SIMS: Security continued…
• DMZ pro’s and con’s……
• Requires “public” servers by physically
isolated from internal servers, thus
requiring more computers, more cabling
and more advanced configuration.
• Provides an extra level of protection as
even if public servers are compromised,
the in-house network is not.
SIMS: How many servers ?
• We have five servers dedicated to
internet functions.
• Three of these servers share the load of
our web sites, email and name server
functions.
• One server is dedicated to the demo
SIMSWeb site.
• One server is dedicated to the Customer
Access (BBS) portion of our web site.
SIMS: Monitoring / Alerting ?
• Firewall instant messages my cell
phone to any known attacks.
• Custom written filters watch for
suspicious traffic and notify if trigger
levels are reached.
• All incoming and outgoing email is virus
scanned and scanned for other content
not desired.
SIMS: Pre-Emptive Measures…
• All traffic is logged and any traffic not deemed
“normal” is emailed for review.
• Several “Honeypot” services are run which
look like vulnerable systems (ftp servers with
no passwords, etc). Any attacks on these are
stealthily logged and the IP address is
automatically blocked from accessing ALL
SIMS servers for two hours.
SIMS: Paranoid or Cautious ?
• Every week we receive between five and ten
“attacks” against our servers.
• Most are scripts run from other violated servers on
the internet looking for new sites to attack.
• About once a year a full fledged attack against
multiple servers at SIMS occurs.
• The SIMS network has never been compromised,
at worst we shut down our Internet connection for
a couple of hours to eliminate the targets of the
attack. It’s not any fun to attack servers that aren’t
on-line any longer.
Why are sites attacked ?
• “Script Kiddies” trying to prove their ability to
compromise systems to their friends. Targets
are chosen based on the publicity they would
receive or because they know the target site.

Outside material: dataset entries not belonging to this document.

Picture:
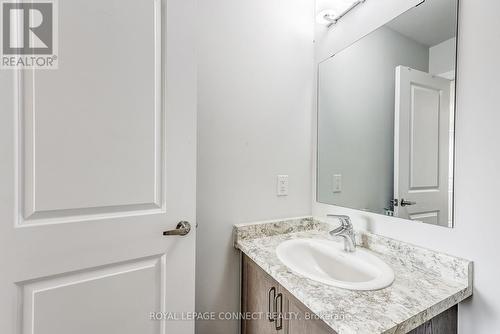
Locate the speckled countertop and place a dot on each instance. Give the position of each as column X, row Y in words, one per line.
column 426, row 282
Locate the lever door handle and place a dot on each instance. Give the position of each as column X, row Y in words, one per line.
column 181, row 229
column 406, row 203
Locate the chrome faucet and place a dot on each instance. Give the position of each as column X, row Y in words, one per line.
column 346, row 231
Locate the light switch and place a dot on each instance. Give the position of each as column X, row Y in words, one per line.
column 337, row 183
column 282, row 185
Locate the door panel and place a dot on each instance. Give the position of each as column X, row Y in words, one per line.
column 422, row 144
column 98, row 158
column 94, row 301
column 96, row 148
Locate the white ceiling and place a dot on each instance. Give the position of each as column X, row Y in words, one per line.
column 430, row 23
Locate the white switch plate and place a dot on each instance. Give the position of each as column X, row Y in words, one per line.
column 282, row 185
column 337, row 183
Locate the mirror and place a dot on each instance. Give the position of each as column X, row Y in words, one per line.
column 386, row 107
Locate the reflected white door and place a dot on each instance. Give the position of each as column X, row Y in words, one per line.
column 97, row 160
column 422, row 146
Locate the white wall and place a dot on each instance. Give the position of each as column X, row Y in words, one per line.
column 477, row 167
column 442, row 57
column 254, row 122
column 356, row 118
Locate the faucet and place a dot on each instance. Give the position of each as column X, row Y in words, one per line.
column 345, row 231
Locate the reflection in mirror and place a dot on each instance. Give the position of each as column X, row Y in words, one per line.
column 386, row 118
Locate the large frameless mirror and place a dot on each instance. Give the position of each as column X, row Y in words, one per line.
column 386, row 110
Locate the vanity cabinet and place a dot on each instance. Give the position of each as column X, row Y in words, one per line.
column 276, row 311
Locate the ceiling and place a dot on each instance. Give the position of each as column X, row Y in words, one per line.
column 430, row 23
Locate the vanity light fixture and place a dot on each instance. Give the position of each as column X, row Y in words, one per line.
column 331, row 16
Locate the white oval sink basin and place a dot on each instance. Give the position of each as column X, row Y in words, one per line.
column 326, row 261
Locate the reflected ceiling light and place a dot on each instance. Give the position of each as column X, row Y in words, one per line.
column 339, row 9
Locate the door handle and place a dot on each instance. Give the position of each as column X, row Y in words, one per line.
column 279, row 317
column 271, row 306
column 181, row 229
column 406, row 203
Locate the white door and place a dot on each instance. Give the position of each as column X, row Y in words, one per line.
column 97, row 160
column 422, row 146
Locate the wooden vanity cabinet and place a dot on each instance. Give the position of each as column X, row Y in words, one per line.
column 261, row 294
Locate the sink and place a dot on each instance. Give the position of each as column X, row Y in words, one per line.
column 326, row 261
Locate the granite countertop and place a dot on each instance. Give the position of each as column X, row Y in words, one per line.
column 426, row 282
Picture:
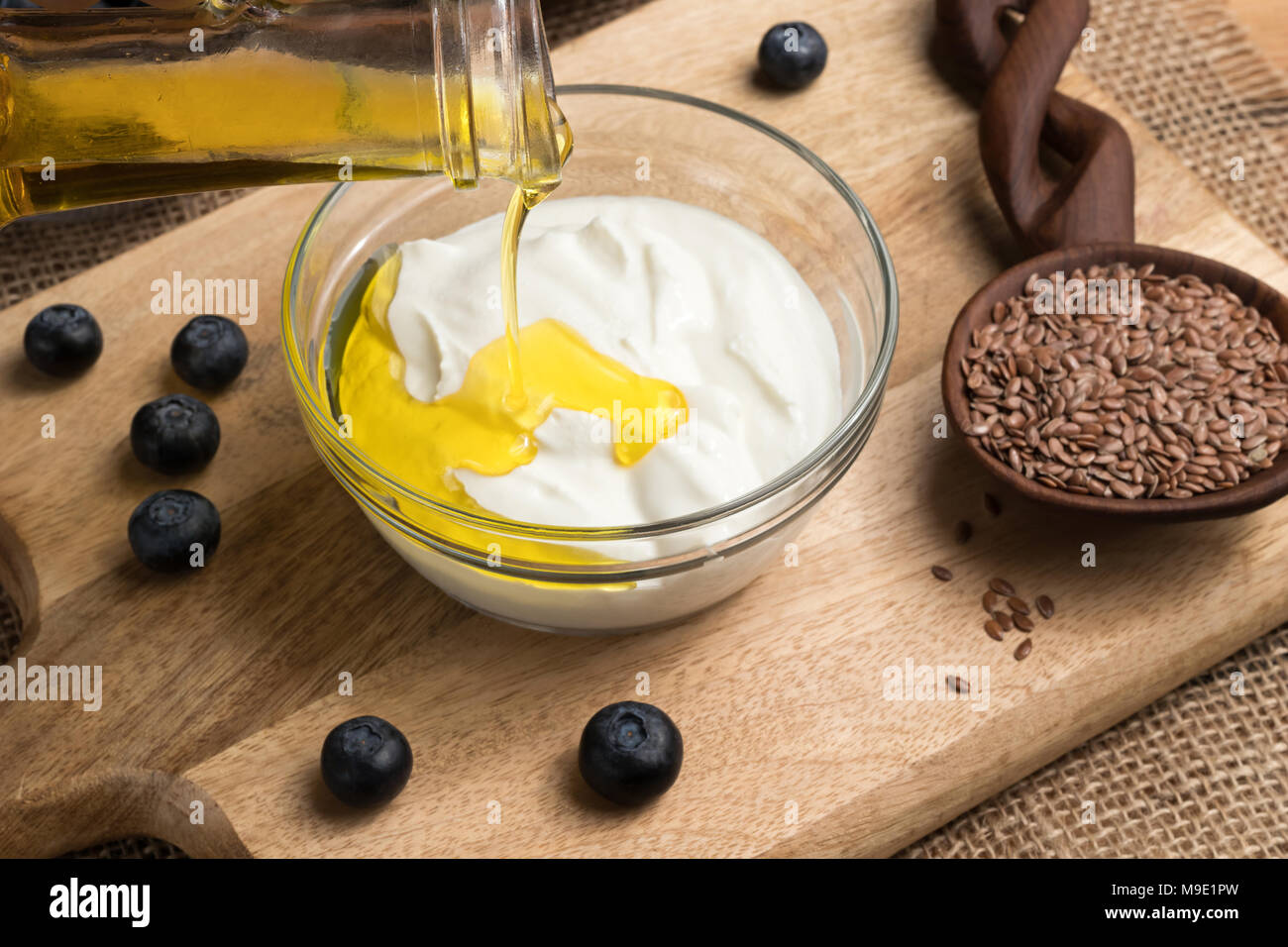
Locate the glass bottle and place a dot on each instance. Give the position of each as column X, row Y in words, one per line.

• Retaliation for past “wrongs”. Current or exemployees trying to get even or access
documents/files they feel entitled to.
• Directed Attacks against competitors or other
companies for the purpose of humiliating
them or obtain trade secrets.
How are sites attacked ?
• Servers left unprotected. New security
vulnerabilities come out weekly, sometimes
daily for Windows. Make sure you apply
patches before someone uses the “hole”
against you.
• Services you don’t know are running. When
installing software, many programs open
back-doors that can be exploited by others
that know where they are.
How are sites attacked ?
• Trojan Horse programs. Sent either by email
or downloaded by a user unsuspectingly by
advertising the program as something it’s not.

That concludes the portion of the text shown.